- Location of Poldasht County in West Azerbaijan province (top, pink)
- Location of West Azerbaijan province in Iran
- Coordinates: 39°12′N 45°04′E﻿ / ﻿39.200°N 45.067°E
- Country: Iran
- Province: West Azerbaijan
- Established: 2007
- Capital: Poldasht
- Districts: Central, Aras

Population (2016)
- • Total: 42,170
- Time zone: UTC+3:30 (IRST)

= Poldasht County =

County in West Azerbaijan province, Iran

Poldasht County (شهرستان پلدشت) is in West Azerbaijan province, Iran.

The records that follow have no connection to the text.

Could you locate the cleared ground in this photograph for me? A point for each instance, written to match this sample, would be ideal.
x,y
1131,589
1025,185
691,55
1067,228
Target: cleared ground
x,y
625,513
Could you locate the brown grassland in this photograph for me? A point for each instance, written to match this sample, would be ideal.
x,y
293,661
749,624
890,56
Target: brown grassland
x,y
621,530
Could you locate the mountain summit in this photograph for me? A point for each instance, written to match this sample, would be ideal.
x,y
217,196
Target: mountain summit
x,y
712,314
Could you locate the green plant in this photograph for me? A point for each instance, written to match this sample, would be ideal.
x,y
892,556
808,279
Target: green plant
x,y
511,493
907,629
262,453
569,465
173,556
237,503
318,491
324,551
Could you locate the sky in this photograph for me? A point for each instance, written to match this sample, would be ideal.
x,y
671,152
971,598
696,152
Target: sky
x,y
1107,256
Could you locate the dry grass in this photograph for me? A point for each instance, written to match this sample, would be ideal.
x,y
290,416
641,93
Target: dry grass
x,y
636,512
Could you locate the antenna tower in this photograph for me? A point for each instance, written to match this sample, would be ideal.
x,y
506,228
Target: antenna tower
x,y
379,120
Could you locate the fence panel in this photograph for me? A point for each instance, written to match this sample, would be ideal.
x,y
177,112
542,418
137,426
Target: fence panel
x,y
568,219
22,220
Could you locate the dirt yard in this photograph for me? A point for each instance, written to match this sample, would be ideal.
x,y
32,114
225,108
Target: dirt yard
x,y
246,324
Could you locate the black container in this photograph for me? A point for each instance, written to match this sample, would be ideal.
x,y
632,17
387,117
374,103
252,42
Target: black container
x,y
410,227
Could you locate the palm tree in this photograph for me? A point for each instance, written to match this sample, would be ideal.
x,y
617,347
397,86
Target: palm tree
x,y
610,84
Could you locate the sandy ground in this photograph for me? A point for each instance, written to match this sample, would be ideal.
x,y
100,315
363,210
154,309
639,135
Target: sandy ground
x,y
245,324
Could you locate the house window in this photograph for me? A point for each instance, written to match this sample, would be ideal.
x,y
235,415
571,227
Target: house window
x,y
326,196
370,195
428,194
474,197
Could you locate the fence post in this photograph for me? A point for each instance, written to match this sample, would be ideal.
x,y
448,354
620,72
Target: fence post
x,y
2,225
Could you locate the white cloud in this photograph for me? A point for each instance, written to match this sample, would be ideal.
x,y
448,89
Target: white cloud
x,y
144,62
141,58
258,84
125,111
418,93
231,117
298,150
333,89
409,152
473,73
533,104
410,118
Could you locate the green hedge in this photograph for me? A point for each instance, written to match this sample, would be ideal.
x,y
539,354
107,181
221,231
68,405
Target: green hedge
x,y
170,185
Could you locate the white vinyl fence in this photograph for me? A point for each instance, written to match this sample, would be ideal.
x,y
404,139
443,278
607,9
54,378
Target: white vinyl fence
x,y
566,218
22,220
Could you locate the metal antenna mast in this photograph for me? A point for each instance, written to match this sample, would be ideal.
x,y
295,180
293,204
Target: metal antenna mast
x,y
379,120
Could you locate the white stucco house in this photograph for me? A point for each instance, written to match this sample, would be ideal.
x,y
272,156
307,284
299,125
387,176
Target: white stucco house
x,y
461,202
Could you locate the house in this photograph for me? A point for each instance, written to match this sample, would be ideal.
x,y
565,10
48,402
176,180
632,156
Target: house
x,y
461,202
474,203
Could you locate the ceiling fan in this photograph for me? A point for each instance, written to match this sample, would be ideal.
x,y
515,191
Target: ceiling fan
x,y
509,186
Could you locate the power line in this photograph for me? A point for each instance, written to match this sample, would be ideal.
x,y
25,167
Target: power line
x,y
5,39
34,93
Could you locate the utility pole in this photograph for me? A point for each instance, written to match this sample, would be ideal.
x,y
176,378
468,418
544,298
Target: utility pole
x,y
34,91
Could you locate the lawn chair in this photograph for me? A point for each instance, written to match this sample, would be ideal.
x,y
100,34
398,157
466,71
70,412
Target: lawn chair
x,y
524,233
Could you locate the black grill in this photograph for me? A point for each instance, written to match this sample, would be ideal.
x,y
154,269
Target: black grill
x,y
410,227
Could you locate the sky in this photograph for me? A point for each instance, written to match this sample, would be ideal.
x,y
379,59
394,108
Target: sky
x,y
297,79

Its capital is the city of Poldasht.

==History==
In 2007, Poldasht District was separated from Maku County in the establishment of Poldasht County, which was divided into two districts of two rural districts each, with Poldasht as its capital.

==Demographics==
===Population===
At the time of the 2011 census, the county's population was 42,071 people in the newly formed Poldasht County, in 10,654 households. The 2016 census measured the population of the county as 42,170 in 11,537 households.

===Administrative divisions===

Poldasht County's population history and administrative structure over two consecutive censuses are shown in the following table.

Poldasht County Population
| Administrative Divisions | 2011 | 2016 |
| Central District | 28,022 | 28,377 |
| Chaybasar-e Sharqi RD | 6,963 | 6,331 |
| Zangebar RD | 11,096 | 10,574 |
| Poldasht (city) | 9,963 | 11,472 |
| Aras District | 14,049 | 13,793 |
| Gejlarat-e Gharbi RD | 4,020 | 4,272 |
| Gejlarat-e Sharqi RD | 7,268 | 6,854 |
| Nazok-e Olya (city) | 2,761 | 2,667 |
| Total | 42,071 | 42,170 |
RD = Rural District

==Tourism==
The historical Saint Stepanos Monastery, in the village of Dar-e Sham, in the Gejlarat area of Poldasht, draws tourists and the faithful from Iran and around the world. It was built in the Armenian style during the Safavid era.